De acordo com a agência, o ano foi ainda marcado por incêndios que consumiram vastas áreas na Austrália, Sibéria, Costa Oeste dos Estados Unidos e América do Sul, enviando fumaças que deram volta ao mundo. Enquanto isso, foi registrado um número recorde de furacões no Atlântico, incluindo furacões de categoria 4 sem precedentes na América Central, em novembro.

Já na África e Sudeste Asiático, inundações em partes da África e do sudeste asiático levaram ao deslocamento maciço da população e minaram a segurança alimentar de milhões de pessoas.

A OMM também destaca que, "no interior da América do Sul, a grave seca afetou muitas partes em 2020, sendo as áreas mais afetadas o norte da Argentina, o Paraguai e as áreas da fronteira ocidental do Brasil". "As perdas agrícolas estimadas foram de quase US$ 3 bilhões somente no Brasil", informou. "Houve significativa atividade de incêndios florestais em toda a região, a mais severa nas áreas úmidas do Pantanal do oeste do Brasil", constatou.

Já nos EUA, os maiores incêndios já registrados ocorreram no final do verão e no outono." A seca generalizada e o calor extremo contribuíram para os incêndios, e de julho a setembro foram os mais quentes e secos registrados para o sudoeste", disse. "O Vale da Morte na Califórnia atingiu 54,4 °C em 16 de agosto, a temperatura mais alta conhecida no mundo em pelo menos os últimos 80 anos", afirmou.

Os termômetros também bateram recorde em Cuba e na Austrália.
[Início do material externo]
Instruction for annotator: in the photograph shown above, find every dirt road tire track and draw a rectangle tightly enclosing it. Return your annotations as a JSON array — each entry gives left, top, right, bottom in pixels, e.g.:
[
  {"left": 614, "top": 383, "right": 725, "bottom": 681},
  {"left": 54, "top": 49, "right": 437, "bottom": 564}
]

No oeste de Sydney, o registrou foi de 48,9 °C em 4 de janeiro.

No Mediterrâneo, recordes históricos foram estabelecidos em Jerusalém (42,7 °C), além de ver o Kuwait atingir 52,1 °C e Bagdá 51,8 °C.

Ciclones tropicais

As elevadas temperaturas em 2020 ainda foram seguidas por um número de ciclones tropicais no mundo acima da média, com 96 casos.

"A região do Atlântico Norte teve uma temporada excepcionalmente ativa, com 30 ciclones tropicais a partir de 17 de novembro de 2019, mais do dobro da média de longo prazo (1981-2010) e quebrando o recorde de uma temporada completa, estabelecido em 2005", afirma a OMM.

"Em uma época em que a temporada normalmente está diminuindo, dois furacões de Categoria 4 causaram a queda de terra na América Central em menos de duas semanas em novembro, resultando em enchentes devastadoras e muitas vítimas", disse.

"O ciclone Amphan, que fez aterros em 20 de maio próximo à fronteira Índia-Bangladesh, foi o ciclone tropical com o impacto mais elevado registrado para o Oceano Índico Norte, com perdas econômicas relatadas na Índia de aproximadamente US$ 14 bilhões", relatou.

Apenas no primeiro semestre, 10 milhões de pessoas tiveram de ser deslocadas por conta de desastres e temporais. "Em 2020, a pandemia da COVID-19 acrescentou uma dimensão adicional às preocupações com a mobilidade humana", lembrou.